Risks for Developing Myalgic Encephalomyelitis/Chronic Fatigue Syndrome in College Students Following Infectious Mononucleosis: A Prospective Cohort Study. — CFSMEATLAS
Risks for Developing Myalgic Encephalomyelitis/Chronic Fatigue Syndrome in College Students Following Infectious Mononucleosis: A Prospective Cohort Study.
Jason, Leonard A, Cotler, Joseph, Islam, Mohammed F et al. · Clinical infectious diseases : an official publication of the Infectious Diseases Society of America · 2021 · DOI
Quick Summary
This study followed college students to see who developed ME/CFS after getting infectious mononucleosis (mono). Researchers found that about 23% of students who got mono later met criteria for ME/CFS within 6 months. Before getting mono, students who later developed ME/CFS had more physical symptoms and certain immune markers that were different from those who recovered, but they didn't have more stress, anxiety, or depression.
Why It Matters
This study is important because it provides prospective evidence that certain physical and immune characteristics before infection may predict who develops ME/CFS after mono—not psychological factors alone. This challenges assumptions that ME/CFS is primarily psychologically-driven and suggests biological vulnerability markers that could guide early identification and intervention.
Observed Findings
23% of college students who developed infectious mononucleosis met ME/CFS criteria 6 months later, while 66% fully recovered
At baseline (before mono), future ME/CFS patients had lower IL-6 and IL-13 immune markers compared to those who recovered, despite having similar stress and psychological symptoms
At mono onset, students who developed ME/CFS showed more autonomic complaints and higher IL-12 with lower IL-13 compared to the recovered group
Physical symptoms (but not psychological symptoms like anxiety or depression) at baseline predicted who would develop ME/CFS after mono
Inferred Conclusions
Certain immune dysregulation patterns present before infection may identify students at biological risk for developing ME/CFS following mono
ME/CFS development after infection is not predicted by baseline psychological stress or emotional health, suggesting a primarily biological rather than psychologically-driven susceptibility
Immune dysregulation at the time of acute infection (higher IL-12, lower IL-13) is associated with progression to ME/CFS rather than full recovery
Remaining Questions
What specific mechanisms explain why low baseline IL-6 and IL-13 increase risk for ME/CFS, and can these be therapeutically targeted?
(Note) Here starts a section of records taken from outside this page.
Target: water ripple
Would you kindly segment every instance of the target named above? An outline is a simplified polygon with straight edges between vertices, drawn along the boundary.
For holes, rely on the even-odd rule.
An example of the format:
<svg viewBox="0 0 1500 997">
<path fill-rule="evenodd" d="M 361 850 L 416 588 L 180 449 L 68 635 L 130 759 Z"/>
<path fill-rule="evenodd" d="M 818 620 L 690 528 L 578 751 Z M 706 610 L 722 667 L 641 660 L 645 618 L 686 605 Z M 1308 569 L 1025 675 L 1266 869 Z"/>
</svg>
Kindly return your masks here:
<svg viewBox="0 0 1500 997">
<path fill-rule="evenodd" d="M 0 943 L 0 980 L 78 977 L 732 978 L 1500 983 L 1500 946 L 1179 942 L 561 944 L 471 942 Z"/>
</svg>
Do the immune markers and physical symptoms identified in this college population predict ME/CFS risk after other infections or in different age groups?
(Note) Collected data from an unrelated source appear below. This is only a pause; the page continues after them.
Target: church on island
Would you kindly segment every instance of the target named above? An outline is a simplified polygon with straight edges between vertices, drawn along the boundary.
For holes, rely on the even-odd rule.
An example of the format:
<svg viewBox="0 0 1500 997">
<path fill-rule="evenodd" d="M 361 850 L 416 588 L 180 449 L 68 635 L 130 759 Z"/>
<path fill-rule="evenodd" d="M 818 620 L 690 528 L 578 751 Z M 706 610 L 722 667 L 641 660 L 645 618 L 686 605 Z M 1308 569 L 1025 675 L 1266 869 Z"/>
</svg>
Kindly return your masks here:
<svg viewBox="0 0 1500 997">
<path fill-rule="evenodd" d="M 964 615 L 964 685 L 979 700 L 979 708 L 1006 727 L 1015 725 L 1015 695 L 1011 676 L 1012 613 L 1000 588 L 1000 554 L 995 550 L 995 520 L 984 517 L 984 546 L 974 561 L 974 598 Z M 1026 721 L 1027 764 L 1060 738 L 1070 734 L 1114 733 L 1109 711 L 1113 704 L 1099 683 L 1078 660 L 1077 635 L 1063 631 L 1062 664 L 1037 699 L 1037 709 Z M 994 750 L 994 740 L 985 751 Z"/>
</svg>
What This Study Does Not Prove
This study does not prove that the immune markers identified cause ME/CFS, only that they are associated with it. The findings are limited to college students with mono and may not apply to ME/CFS developing from other infections or in other populations. Additionally, the study cannot explain the biological mechanisms behind why these immune patterns predict ME/CFS development.
What determines whether someone with these biological risk factors progresses to severe ME/CFS versus mild ME/CFS, and can interventions at mono onset prevent ME/CFS development?
Are there genetic factors underlying the immune dysregulation patterns that predict ME/CFS susceptibility?